- Location: Dankade, Kebbi State, Nigeria
- Date: January 2022
- Target: civilians
- Attack type: massacre
- Deaths: 18-53
- Injured: unknown
- Victims: civilians

= Dankade massacre =

Mass murder in Kebbi State, Nigeria

In mid-January 2022, a bandit gang killed over 50 people in Dankade, (Note: Alternatively spelled Dan-Kade.) Kebbi State, Nigeria.

==Background==
The Nigerian bandit conflict began in 2011, and has mostly taken place in northwestern Nigeria. Armed gangs have carried out many attacks, including mass kidnappings, robbery, arson and mass shootings. Hundreds of people have been killed and thousands displaced. The conflict escalated in the early 2020s; the largest and most deadly event being the massacres in Zamfara State in early January 2022. The Nigerian authorities, who are also opposing the Boko Haram insurgency and the insurgency in Southeastern Nigeria, have difficulty tackling the bandit gangs.

==Incident==
On the evening of 14 January 2022, a group of bandits attacked Dankade, a village in Kebbi State, Northwest Nigeria. After a shootout with soldiers and police in which two soldiers and a police officer were killed, security forces retreated. The gang continued their assault into the early hours of the following day, killing numerous villagers, burning down shops and grain silos, as well as stealing cattle.
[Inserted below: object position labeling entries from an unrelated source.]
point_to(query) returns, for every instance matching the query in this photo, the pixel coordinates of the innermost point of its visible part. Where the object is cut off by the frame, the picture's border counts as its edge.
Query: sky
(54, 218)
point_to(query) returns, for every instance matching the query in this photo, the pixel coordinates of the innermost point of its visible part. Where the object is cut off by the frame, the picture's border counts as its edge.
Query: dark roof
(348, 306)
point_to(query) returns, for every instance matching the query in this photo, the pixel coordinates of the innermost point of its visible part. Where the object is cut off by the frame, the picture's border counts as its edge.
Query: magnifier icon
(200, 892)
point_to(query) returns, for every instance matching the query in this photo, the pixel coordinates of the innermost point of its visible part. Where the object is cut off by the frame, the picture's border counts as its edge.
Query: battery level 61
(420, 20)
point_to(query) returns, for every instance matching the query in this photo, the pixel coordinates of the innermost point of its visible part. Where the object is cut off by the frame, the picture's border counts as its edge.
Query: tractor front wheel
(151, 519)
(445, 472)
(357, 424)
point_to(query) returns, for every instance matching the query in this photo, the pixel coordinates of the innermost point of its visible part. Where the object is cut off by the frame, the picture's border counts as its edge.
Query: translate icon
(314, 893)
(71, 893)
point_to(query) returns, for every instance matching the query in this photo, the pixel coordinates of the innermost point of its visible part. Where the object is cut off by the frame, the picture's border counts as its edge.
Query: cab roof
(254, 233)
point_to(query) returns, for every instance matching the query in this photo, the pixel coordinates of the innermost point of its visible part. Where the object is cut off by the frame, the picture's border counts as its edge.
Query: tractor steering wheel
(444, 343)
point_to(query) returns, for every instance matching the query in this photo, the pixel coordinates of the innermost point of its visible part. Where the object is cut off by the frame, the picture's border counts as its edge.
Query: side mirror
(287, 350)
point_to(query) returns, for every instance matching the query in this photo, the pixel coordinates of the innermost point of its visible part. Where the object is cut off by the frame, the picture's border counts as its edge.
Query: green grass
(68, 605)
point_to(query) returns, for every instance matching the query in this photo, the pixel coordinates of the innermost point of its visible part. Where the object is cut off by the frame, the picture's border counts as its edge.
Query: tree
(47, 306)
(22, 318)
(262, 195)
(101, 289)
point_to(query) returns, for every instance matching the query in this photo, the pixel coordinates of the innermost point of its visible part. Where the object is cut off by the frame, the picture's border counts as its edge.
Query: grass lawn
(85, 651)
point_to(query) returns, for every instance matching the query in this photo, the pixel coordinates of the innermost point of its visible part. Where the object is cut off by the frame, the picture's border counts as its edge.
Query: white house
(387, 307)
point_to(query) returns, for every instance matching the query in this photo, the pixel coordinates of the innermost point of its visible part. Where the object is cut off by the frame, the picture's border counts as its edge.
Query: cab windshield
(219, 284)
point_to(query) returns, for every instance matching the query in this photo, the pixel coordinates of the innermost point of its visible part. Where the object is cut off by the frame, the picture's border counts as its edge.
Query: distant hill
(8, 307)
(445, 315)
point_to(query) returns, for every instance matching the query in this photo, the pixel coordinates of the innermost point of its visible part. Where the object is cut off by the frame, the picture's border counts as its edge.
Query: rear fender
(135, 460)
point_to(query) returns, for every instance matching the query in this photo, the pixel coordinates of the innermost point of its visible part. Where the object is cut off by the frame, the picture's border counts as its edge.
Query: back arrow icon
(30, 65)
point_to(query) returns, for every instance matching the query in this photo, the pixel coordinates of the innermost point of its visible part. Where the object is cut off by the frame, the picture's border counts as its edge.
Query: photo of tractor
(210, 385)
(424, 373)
The gang kidnapped villagers, including its community leader. By the time the bandits left dead bodies lay all over the streets of Dankade.

A survivor recalled:“Many were killed and their corpses burnt. We can’t tell the number of fatalities right now. We are left wondering why terror killings seem to be on the rise, particularly in the North-West region.”State authorities put the casualty number at 18, while some locals said the bandits had killed over 50 civilians.